Watch a report from ITV Anglia's Hannah Pettifer
Haulage firms across the east are facing a serious shortfall of drivers thanks to a combination of Covid, Brexit and other factors.
The boss of Cambridgeshire based transport company Turner's of Soham says its workforce is down by 10% and the shortage of lorry drivers is costing them half a million pounds a week in lost revenue.
The shortage of lorry drivers also means his company are not being able to deliver some products.
Last month supermarkets warned the UK could face a summer of food shortages due to a loss of HGV drivers to transport goods to the shelves.
The Road Haulage Association estimates there is a shortage of more than 100,000 drivers in the UK.

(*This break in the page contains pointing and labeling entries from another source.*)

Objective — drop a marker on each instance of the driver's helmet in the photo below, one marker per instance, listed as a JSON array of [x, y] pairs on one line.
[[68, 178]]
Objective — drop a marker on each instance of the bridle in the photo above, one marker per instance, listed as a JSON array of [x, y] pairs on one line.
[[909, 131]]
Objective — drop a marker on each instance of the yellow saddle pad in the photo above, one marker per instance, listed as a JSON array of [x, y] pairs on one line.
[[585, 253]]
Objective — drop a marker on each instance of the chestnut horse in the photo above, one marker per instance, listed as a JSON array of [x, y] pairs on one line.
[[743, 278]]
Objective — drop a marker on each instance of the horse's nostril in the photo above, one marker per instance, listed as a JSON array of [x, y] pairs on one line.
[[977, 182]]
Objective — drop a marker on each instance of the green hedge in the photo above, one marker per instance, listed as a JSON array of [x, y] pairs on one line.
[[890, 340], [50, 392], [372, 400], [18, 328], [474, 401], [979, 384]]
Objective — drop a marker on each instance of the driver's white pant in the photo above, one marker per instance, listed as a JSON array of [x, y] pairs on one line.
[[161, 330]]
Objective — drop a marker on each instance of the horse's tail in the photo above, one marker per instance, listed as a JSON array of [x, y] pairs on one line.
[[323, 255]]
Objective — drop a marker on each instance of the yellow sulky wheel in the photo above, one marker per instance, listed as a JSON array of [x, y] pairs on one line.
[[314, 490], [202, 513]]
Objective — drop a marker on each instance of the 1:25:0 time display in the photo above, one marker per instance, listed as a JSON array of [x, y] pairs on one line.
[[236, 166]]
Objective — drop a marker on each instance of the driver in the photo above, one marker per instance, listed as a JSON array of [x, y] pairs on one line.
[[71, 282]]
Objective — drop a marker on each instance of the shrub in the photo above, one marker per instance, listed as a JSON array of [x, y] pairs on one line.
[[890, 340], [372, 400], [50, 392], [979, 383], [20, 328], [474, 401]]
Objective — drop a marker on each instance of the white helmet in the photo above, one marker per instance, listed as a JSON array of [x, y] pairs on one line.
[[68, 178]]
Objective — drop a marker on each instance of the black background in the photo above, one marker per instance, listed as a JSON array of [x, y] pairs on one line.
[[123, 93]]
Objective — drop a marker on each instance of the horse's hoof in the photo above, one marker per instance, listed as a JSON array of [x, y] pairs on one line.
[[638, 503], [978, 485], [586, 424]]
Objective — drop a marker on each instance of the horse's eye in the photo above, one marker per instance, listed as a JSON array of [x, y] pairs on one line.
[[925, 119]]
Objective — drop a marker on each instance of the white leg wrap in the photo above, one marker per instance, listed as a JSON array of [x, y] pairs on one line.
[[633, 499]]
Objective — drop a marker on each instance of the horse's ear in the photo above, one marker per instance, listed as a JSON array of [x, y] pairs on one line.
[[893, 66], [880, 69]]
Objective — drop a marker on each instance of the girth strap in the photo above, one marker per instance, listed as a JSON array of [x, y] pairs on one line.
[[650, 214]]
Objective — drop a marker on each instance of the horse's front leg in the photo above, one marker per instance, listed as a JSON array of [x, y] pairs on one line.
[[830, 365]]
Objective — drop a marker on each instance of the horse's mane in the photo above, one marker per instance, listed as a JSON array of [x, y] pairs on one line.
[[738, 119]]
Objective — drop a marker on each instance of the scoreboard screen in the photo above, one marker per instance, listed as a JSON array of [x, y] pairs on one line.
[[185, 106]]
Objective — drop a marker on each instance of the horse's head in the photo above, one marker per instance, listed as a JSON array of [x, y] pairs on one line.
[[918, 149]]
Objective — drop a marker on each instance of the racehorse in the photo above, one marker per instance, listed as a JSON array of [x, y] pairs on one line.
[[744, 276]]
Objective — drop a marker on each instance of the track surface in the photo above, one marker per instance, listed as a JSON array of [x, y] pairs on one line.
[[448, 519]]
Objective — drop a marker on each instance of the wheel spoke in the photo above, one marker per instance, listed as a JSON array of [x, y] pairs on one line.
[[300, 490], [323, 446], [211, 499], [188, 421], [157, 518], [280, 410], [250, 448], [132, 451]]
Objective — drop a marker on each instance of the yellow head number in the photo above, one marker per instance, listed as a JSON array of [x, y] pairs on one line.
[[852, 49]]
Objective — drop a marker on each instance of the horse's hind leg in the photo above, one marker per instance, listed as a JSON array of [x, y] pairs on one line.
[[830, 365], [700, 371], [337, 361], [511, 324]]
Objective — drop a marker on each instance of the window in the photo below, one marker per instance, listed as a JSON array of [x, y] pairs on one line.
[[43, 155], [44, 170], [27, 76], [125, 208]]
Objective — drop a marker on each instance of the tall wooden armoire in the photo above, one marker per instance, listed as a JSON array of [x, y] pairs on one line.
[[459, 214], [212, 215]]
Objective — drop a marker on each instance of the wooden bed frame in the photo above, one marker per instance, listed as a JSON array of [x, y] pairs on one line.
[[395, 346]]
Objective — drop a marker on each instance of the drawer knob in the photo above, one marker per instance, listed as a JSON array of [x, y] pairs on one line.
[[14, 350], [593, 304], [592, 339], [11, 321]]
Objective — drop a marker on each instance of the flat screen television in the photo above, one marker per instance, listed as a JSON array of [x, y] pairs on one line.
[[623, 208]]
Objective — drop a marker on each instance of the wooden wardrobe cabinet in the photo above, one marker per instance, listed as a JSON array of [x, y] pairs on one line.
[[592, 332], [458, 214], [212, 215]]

Paul Day, Managing Director, Turner's of Soham said: "Fundamentally there are not enough drivers within the UK to cover the amount of work of transport movements that is required by economy and country.... there are some products that are now not being delivered at all and it reduces the supply in the country, two months ago I said this would be economy limiting and it's already there."
Turners of Soham also told ITV Anglia there's a shortage of young people coming into the industry.
Aaron Coates started learning to be a lorry driver back in December.
He said: "I wanted something a bit more concrete, a qualification I can carry with me for a longer amount of time, the world's always going to need transportation of kinds so it seemed a sensible choice to go to."
Now 8 months on, he's almost fully qualified. But it's a process that should have only taken half that time.
Lockdown has created a huge backlog of driving tests, with some learners waiting up to 12 weeks to book a test.
Robert Young, Training Manager at Turner's of Soham said: "Throughout the year we look at approximately 15 to 20 new candidates coming through looking to obtain their licence.... last year we had 4."
"The programme that should last 4 to 5 months, two of the blokes have been here for a year before they actually got theirs, everything was lockdown."
Turners of Soham has now condensed its training courses so that a driver can be fully qualified within three months. But the extent of the driver shortage means this will have little short-term impact.
The pandemic also forced many European drivers to go home when travel became increasingly restricted last year.
Brexit is another reason for the shortfall as many European drivers decided to leave the UK and work elsewhere.
The transport industry has met with the government to discuss potential solutions to the shortage including putting drivers on the shortage occupation list - making it easier to bring in recruits from overseas and a temporary extension to lorry drivers' hours from Monday July 12th.
But in the meantime, there are warnings of a summer of food shortages with fewer drivers able to deliver the goods.